Overall strategy - Githubissues

richardofsussex commented 1 year ago

This is the current position overall. We have scripts for:

concept; target JSKOS; processor Jolt
place; target JSKOS; processor Jolt
agent; target Linked Art; processor Jolt
package; target Linked Art; processor Jolt
object; target Linked Art; processor XSLT 3.0

We also have sample outputs for each of these entity types - now on GitHub. Thus far there has been little review of, or comment on, these outputs. They need to be checked and 'signed off' as being sufficiently complete and adequately formatted.

Packages need updating: they lack the entity type and a _label which are expected by Linked Art. Agents don't get dates right (Jolt inadequacy) and appear in a weird order (Jolt 'feature').

We need to agree on our URL strategy, bearing in mind Linked Art's convention that the entity type should form part of the URI. We still don't have UIDs to use in the output JSON.

We should discuss XSLT vs. Jolt. My own opinion is that it is not possible to achieve a usable Linked Art result for object records using Jolt. (I have tried!) Clearly a mixed Jolt/XSLT approach isn't ideal from a maintenance point of view. It wouldn't take me long to rewrite the Jolt scripts as XSLT.

We have yet to address:

media; example media-41006
event; examples event-7, event-22
publication; examples publication-20, publication-21

(Please suggest better/more official examples - I can only access part of the uber-spreadsheet, and refuse to fiddle with it. Are there any other entity types I have missed?)

We need to agree on the target format for the remaining entity types, and then I need to implement scripts for them.

richardofsussex commented 1 year ago

Packages Jolt script and example output now updated.

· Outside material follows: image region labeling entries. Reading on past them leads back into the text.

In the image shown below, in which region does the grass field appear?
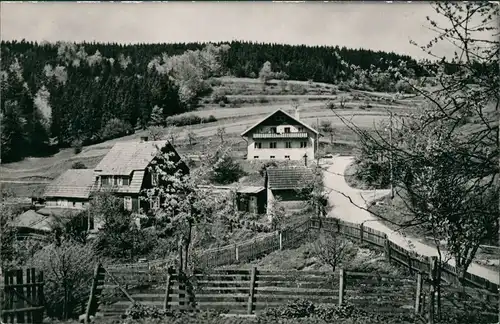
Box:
[0,77,424,197]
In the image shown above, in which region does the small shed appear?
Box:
[236,186,267,214]
[265,167,313,215]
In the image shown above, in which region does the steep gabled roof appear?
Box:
[94,141,177,175]
[44,169,94,199]
[241,109,319,136]
[266,167,313,190]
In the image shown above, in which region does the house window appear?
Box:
[123,196,132,210]
[151,172,158,186]
[150,197,160,210]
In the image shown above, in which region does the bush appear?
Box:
[101,118,133,140]
[166,114,217,127]
[30,240,96,319]
[71,140,83,154]
[71,161,87,169]
[210,154,244,185]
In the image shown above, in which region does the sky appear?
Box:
[0,1,472,59]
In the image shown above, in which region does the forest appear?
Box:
[0,40,423,163]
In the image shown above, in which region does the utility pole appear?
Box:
[389,111,394,199]
[316,117,319,166]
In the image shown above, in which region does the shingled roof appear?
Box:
[267,167,313,190]
[44,169,94,199]
[94,141,170,175]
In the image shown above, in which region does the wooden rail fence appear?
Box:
[309,218,499,294]
[101,267,421,316]
[0,268,45,323]
[107,218,499,293]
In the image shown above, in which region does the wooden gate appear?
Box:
[0,268,45,323]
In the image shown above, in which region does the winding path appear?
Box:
[324,156,500,285]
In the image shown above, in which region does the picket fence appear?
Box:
[107,218,499,293]
[100,267,421,316]
[99,267,498,322]
[0,268,45,323]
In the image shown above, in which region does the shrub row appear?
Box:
[165,114,217,126]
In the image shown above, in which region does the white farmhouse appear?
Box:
[241,109,321,162]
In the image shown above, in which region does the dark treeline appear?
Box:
[0,41,423,162]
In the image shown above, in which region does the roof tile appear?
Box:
[44,169,94,199]
[267,167,313,190]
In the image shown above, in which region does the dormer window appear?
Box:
[151,172,158,186]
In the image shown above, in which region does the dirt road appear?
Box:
[324,156,500,285]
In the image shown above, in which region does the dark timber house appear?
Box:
[39,169,94,214]
[93,138,189,214]
[264,167,313,212]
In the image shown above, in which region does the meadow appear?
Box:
[0,77,418,197]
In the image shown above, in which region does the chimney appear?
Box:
[295,107,300,119]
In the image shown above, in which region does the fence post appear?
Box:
[406,251,413,275]
[279,231,283,251]
[384,234,391,262]
[83,263,101,324]
[247,267,257,314]
[339,269,345,306]
[415,272,422,315]
[163,267,172,310]
[428,256,437,324]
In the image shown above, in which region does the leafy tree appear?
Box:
[312,231,356,272]
[330,2,500,300]
[0,101,28,162]
[267,197,286,231]
[165,126,180,145]
[101,118,132,139]
[30,240,97,319]
[87,192,153,260]
[319,120,335,144]
[71,161,87,169]
[207,146,244,184]
[149,106,165,126]
[186,127,197,146]
[217,126,226,145]
[259,61,274,84]
[148,126,165,141]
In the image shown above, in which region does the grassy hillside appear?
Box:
[0,77,424,197]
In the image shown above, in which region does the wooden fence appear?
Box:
[97,267,421,316]
[309,218,499,293]
[107,218,499,293]
[0,268,45,323]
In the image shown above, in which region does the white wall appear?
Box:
[247,132,316,160]
[45,198,89,209]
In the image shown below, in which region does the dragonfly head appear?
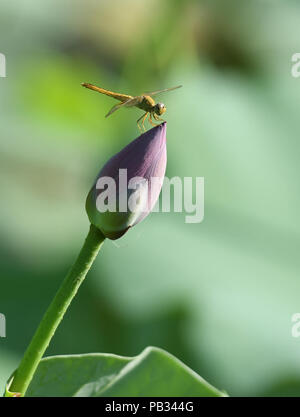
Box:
[154,103,167,116]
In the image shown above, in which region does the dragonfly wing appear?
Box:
[105,96,140,117]
[81,83,132,103]
[145,85,182,96]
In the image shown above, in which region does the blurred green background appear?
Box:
[0,0,300,396]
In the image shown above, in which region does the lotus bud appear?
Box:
[86,123,167,240]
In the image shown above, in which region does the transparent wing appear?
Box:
[105,96,141,117]
[145,85,182,96]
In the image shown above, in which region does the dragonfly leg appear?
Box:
[149,113,157,126]
[136,112,148,131]
[153,113,165,122]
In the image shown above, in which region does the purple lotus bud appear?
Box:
[86,123,167,240]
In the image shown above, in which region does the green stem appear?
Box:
[6,225,105,396]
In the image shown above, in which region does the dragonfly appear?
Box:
[81,83,182,131]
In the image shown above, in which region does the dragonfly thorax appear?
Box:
[154,103,167,116]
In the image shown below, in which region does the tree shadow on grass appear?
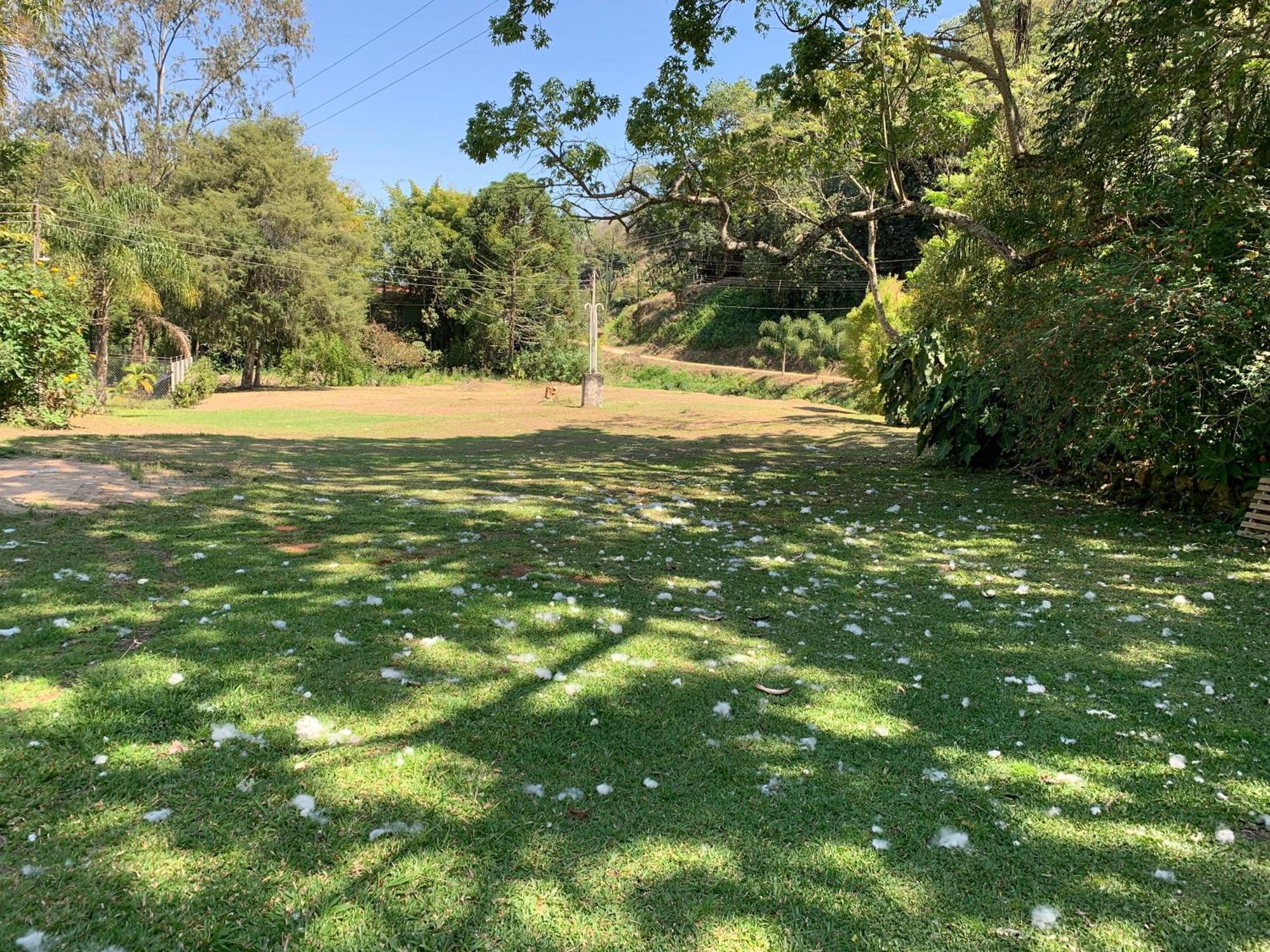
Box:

RGShepherd commented 1 year ago

Some notes

From the meeting on 2023-04-20

Output review

@jpadfield to review @richardofsussex's current outputs in
- https://github.com/national-gallery/NG-CIIM/tree/main/Rosetta/JOLT/outputs
- https://github.com/national-gallery/NG-CIIM/tree/main/Rosetta/XSLT/outputs

URL strategy

Linked Art entity types: https://linked.art/api/1.0/endpoint/
In the CIIM, add the @datatype block to @link on publication - this will enable entity types to be determined if the CIIM entity doesn't map directly to the Linked Art ones (e.g. agents)
Set up URL rewrites to remove the Linked Art entity type from requested URIs

Target formats

events:
- Use Linked Art if it can incorporate dates, places, agents
media:
- Within the object record, deliver a Linked Art IIIF stub based on the Image API URL
- Media records in their own right: agreed that IIF, whilst not triple-based, does meet all the requirements for Linked Data
places:
- Considered using GeoJSON, https://geojson.org/, for places in their own right; agreed to stick with JSKOS for now
publications:
- Within the object record, deliver a Linked Art publication stub record
- Publications in their own right: use BIBFRAME, https://www.loc.gov/bibframe/

Test data

Rob to provide a new data dump incorporating UIDs and @datatypes on @link
agents
- agent-36
- agent-1007
- agent-1141
- agent-1184
- agent-1647
- agent-2945
- agent-7983 (test data only)
- agent-8025
concepts
- concept-39977
events
- event-7
- event-22
- event-25
multimedia
- media-21659
- media-2791
- media-30642
- media-39830
- media-41007
- media-1812114026
- n-6611-00-000029.tif
objects
- object-1540
- object-1550
- object-1686
- object-1755
- object-3002
- object-3520
- object-3616
- object-3798
- object-4023
- object-4047
- object-4668
- object-5201
- object-5392
- object-5959
- object-6352
- object-7693
- object-7694
- object-10152
- object-10608
- object-11419
- object-11671
- object-15198
- object-15225
- object-16573
- object-17030
- object-17057
- object-18513
- object-18535
- object-18788
packages
- package-878
- place-39582
places
- place-39582
publications
- OCoLC-923565846
- OCoLC-ocm04760487
- OCoLC-ocn1135893742
- OCoLC-ocn222491363
- publication-1184
- publication-182
- publication-184
- publication-21
- publication-34
- UKLoNG-3036
- UKLoNG-9926645550001551
- UKLoNG-9927675840001551

richardofsussex commented 1 year ago

Today I've been through the object instances listed above which I hadn't looked at previously. In my test data, object-15198, object-15225 and object-16573 are not found.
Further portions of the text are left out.